“…to subpoena-proof the cloud!” We had asked one of our largest customers what they were looking to accomplish with the deployment of our application-level data protection software.  This was their response. This certainly did not seem like the typical statement of requirements for a data protection solution!

I’ve been in data and network security for nearly 40 years.  In my experience, when a phrase like this comes from a Technical Director of Information Security, there is almost always a corporate legal team behind it.  When legal is putting technical teams on message, it’s usually an indicator of some fundamental change in thinking related to an emerging market dynamic or shift in market conditions.  When I heard the phrase for the third time in the same quarter, I was convinced. Companies are changing how they think about liability in the cloud.

The Cloud Migration Continues

More enterprises continue to migrate their applications and data to the cloud.  And it's long been evident that new challenges around data protection are bound to arise.  So too are issues of liability.  Today, many of the companies that store their data in the cloud look to their cloud solution provider not only for computing power and storage space but also for encryption and cryptographic key management. In fact, all of the burden of protecting what has become many companies’ most valuable assets (data) is at times entirely left in the hands of cloud providers.   

This all very interesting, I find. The first phase of cloud deployment seemed to focus on feasibility – building the technical and business case for moving data and applications to the cloud.  We are now in a phase of cloud deployment that presents fresh new questions around ethics, privacy, and liability.  Legal departments all over the world should be addressing these questions.  One simple one among them: “What happens to my company’s sensitive data if our cloud provider is subpoenaed?”  Good question.   

Protecting Against Subpoena

Since I’m not a lawyer, I won’t pontificate on the outcome.  But what is clear is that there are many general counsels around the world that are beginning to challenge their technical teams to solve this issue before it ever becomes a problem.  If data is secured before it is stored in the cloud, and if the cloud provider never has access to the cryptographic keys, the cloud provider has no mechanism for unlocking the customer’s sensitive data when regulators come knocking.  The fact that this same posture also helps prevent a cloud provider’s rogue employees from accessing sensitive data might help compliance officers and general counsels sleep that much better at night.  
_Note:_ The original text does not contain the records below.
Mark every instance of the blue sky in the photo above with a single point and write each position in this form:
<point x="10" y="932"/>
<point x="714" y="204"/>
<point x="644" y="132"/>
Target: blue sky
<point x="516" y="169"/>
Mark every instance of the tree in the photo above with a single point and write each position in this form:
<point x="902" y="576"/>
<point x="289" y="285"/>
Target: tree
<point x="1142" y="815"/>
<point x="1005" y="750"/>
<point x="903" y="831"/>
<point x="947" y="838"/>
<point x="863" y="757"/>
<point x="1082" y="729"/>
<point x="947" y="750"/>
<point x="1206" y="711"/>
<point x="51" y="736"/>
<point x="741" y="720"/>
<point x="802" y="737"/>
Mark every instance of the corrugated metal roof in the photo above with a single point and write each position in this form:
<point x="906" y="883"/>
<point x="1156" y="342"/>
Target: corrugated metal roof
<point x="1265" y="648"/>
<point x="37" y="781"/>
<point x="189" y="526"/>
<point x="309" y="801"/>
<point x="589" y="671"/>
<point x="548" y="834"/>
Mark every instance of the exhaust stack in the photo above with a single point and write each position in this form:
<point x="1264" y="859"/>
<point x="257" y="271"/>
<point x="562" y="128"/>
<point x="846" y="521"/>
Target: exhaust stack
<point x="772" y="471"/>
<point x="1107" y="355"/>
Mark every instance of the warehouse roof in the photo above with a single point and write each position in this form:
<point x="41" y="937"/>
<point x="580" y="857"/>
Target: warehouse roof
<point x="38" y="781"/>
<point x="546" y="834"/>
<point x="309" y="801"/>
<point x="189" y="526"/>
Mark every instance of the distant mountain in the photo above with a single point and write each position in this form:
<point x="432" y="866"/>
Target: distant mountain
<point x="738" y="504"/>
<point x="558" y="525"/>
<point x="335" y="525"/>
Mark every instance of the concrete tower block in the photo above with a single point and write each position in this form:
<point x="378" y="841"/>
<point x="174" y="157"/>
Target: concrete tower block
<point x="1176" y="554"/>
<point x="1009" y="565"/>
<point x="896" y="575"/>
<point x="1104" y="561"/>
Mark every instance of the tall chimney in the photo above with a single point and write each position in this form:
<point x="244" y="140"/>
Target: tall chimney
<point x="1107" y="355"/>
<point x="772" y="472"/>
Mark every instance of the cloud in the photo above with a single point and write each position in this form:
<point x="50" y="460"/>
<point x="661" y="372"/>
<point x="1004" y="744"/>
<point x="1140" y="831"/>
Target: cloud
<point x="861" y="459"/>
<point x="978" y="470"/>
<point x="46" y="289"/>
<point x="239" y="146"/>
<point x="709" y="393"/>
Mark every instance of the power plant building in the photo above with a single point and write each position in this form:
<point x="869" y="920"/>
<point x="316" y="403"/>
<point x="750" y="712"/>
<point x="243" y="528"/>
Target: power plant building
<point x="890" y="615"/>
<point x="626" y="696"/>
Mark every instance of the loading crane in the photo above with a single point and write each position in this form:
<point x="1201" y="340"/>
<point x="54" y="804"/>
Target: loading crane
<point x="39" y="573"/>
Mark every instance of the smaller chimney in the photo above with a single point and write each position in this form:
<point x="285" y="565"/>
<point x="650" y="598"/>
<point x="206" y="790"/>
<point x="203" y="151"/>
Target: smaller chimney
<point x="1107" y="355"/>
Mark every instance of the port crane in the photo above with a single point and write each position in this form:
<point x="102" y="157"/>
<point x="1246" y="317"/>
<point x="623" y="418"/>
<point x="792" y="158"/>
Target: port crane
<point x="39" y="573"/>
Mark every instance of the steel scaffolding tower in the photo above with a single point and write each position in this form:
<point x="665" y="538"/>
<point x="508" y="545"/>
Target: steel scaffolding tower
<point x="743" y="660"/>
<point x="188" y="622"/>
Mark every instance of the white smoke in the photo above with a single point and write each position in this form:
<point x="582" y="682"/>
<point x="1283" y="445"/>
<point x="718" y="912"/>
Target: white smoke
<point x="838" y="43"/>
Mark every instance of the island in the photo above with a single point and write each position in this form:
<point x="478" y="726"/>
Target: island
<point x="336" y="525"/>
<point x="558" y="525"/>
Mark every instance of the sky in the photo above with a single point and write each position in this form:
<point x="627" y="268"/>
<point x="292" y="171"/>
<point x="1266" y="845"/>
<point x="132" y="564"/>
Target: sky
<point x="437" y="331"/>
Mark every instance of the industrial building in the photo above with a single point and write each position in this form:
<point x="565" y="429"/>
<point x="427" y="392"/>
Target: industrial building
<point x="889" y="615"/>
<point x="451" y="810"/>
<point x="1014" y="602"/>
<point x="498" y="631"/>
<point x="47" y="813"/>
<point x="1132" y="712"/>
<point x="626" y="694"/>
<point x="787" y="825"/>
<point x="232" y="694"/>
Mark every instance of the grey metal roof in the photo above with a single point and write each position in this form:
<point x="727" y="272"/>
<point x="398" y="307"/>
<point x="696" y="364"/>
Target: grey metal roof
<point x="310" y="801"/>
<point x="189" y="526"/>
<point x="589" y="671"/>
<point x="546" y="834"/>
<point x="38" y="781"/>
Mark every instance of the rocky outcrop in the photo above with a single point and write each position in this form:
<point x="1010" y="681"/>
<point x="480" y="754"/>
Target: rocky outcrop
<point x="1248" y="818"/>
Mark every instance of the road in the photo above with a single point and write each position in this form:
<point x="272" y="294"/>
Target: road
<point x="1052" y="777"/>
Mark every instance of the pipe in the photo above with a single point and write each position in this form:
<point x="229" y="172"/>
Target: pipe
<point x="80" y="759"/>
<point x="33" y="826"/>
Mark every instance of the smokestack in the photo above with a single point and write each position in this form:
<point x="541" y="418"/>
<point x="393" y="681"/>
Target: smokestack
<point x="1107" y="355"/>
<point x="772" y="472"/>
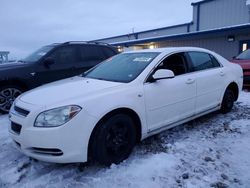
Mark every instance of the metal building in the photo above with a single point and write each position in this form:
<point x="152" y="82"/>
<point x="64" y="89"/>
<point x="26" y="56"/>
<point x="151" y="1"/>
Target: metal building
<point x="4" y="57"/>
<point x="219" y="25"/>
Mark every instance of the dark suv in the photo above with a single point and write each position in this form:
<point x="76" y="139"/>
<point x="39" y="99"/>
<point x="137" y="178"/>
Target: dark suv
<point x="48" y="64"/>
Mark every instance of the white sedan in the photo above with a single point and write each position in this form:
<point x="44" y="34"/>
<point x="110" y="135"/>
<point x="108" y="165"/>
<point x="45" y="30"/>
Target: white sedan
<point x="101" y="114"/>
So why do so many companies still relinquish control of their data protection?  I read a recent survey by the Ponemon Institute that addressed controlling encryption keys in the cloud.  The vast majority of respondents (nearly 80%) said that controlling keys was very important.  Yet only 53% of these businesses actually control their keys when their data is encrypted in the cloud.  I find this odd.  Maybe they’ll be fine…? 
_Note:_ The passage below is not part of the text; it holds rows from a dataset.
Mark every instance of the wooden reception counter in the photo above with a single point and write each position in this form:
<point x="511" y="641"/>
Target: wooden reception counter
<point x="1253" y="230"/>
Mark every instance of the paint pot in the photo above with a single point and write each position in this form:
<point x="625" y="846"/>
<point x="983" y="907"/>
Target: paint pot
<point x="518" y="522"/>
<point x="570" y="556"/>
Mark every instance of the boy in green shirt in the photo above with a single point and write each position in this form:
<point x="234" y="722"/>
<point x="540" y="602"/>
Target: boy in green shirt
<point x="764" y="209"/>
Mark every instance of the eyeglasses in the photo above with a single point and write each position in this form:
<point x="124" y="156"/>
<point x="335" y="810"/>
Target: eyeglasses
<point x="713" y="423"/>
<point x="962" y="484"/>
We, however, always recommend that folks protect sensitive data at the application layer, before it’s used, moved, or stored. This is exactly what our customers do with EncryptRIGHT. Robust EncryptRIGHT® key management functionality and integrated role-based access controls govern how sensitive data is secured and unsecured and limits who has access to it. The only thing our customer’s cloud providers can hand over in a subpoena is a blob of meaningless ones and zeros. No one gets access to their data without their permission. Their cloud data is subpoena-proofed.